Voglia di nuovo – “Il mio tentativo è quello di aprire per la prima volta, in modo serio, un confronto con gli imprenditori e la società del Nord per capire quali risposte concrete dare ai temi che ci interessano”. E’ stato questo l’esordio del leader della Lega, Roberto Maroni, intervenuto in videochat sul sito del quotidiano La Stampa. Il segretario del Carroccio, che ha più volte sottolineato l’intenzione di “formare” una nuova classe dirigente, ha tracciato un parallelo col “rottamatore” del Pd, Matteo Renzi: “Pretende di rappresentare il nuovo, anche se appartiene a un partito che nuovo non è – ha notato l’ex ministro – ma c’è l’intenzione di rinnovarsi. E’ lo sforzo che anche io sto facendo: il mio obiettivo è quello di creare un nuovo gruppo dirigente fatto di giovani capaci ed esperti che possa continuare l’esperienza politica della Lega”.

Lo stallo sulla legge elettorale – “A me Renzi sta simpaticoha continuato Maroni – è brillante e coraggioso, però non bisogna incaponirsi sul ‘nuovismo’: c’è del buono nel nuovo, c’è del buono anche in chi nuovo non è. Bisogna concentrare l’attenzione sui contenuti”. E sulla legge elettorale“La nostra proposta – ha spiegato il leghista – prevede da una parte il premio di governabilità e cioè chi si presenta agli elettori deve dire che cosa vuole fare e, se vince, deve poter governare senza scendere a compromessi dopo le elezioni. Accanto a questo – ha aggiunto l’ex titolare del Viminale – abbiamo previsto la reintroduzione della preferenza, che non è la soluzione di tutti i problemi, ma è utile perché bisogna coinvolgere di più i cittadini e ridare loro la parola”. “Mi pare che Pd, Pdl e Udc – ha però chiosato il padano – siano nella palude in questo momento perché fanno troppi calcoli sulla loro convenienza”. 

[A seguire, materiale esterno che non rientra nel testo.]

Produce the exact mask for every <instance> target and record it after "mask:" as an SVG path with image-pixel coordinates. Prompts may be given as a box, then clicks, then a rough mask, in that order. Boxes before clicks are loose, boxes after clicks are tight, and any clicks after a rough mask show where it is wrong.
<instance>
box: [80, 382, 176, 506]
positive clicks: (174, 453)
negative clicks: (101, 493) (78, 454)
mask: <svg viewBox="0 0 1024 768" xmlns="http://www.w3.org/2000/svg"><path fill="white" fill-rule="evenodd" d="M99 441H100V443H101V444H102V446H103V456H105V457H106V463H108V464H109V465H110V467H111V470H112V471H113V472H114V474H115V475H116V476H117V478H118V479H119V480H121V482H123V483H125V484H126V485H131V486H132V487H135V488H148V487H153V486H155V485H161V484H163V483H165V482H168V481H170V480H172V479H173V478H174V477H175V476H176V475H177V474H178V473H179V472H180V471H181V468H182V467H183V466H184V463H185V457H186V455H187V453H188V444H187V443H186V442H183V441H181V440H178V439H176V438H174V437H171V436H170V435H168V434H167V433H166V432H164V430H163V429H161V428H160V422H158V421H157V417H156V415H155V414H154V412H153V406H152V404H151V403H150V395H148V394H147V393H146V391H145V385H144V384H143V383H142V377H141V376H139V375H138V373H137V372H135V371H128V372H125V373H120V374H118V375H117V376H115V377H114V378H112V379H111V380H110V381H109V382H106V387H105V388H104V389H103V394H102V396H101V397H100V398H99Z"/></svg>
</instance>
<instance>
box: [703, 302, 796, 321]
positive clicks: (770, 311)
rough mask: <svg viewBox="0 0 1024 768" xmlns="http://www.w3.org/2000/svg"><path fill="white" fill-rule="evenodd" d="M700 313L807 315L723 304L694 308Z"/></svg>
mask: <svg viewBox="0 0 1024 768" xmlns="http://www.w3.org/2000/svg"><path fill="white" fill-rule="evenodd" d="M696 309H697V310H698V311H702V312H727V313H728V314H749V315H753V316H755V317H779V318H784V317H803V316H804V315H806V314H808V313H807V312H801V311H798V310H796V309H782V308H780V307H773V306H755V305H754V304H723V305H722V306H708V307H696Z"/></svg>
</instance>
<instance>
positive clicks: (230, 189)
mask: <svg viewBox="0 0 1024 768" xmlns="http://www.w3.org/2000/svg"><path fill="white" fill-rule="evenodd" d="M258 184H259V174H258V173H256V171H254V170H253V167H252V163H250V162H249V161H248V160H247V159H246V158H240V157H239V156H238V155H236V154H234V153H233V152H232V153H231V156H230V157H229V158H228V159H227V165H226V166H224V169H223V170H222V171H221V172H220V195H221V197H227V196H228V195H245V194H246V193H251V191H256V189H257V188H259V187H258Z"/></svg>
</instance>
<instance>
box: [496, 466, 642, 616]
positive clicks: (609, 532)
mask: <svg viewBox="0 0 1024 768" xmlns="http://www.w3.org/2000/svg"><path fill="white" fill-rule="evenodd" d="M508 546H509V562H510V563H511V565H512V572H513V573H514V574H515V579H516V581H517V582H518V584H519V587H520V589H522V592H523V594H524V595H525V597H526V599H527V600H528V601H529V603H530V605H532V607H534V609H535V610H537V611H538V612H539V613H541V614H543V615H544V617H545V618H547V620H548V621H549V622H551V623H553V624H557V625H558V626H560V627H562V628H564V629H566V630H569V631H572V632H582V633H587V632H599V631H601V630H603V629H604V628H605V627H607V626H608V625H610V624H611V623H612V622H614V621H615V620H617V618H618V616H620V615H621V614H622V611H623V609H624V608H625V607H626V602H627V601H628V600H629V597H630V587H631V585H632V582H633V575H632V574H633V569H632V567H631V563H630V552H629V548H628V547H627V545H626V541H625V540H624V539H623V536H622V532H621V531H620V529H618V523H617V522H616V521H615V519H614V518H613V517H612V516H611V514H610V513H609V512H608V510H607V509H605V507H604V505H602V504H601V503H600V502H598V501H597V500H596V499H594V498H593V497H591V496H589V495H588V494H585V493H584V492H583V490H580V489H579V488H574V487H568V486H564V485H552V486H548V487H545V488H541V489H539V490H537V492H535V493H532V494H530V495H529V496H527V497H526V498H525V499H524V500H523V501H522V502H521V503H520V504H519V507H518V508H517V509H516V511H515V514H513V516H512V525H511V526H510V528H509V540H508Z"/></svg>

Porte chiuse al Pdl – Invitato, infine, a volgere lo sguardo al futuro e a ipotizzare le alleanze da cementare in vista delle prossime elezioni. “Ci alleeremo con noi stessi – ha risposto Maroni – Non credo sia possibile per la Lega allearsi con chi sostiene oggi il governo Monti quindi per noi la scelta è molto semplice. Noi stiamo all’opposizione, non possiamo allearci col Pdl – ha tagliato corto il leader del Carroccio – Per ora è così, poi le cose possono sempre cambiare”.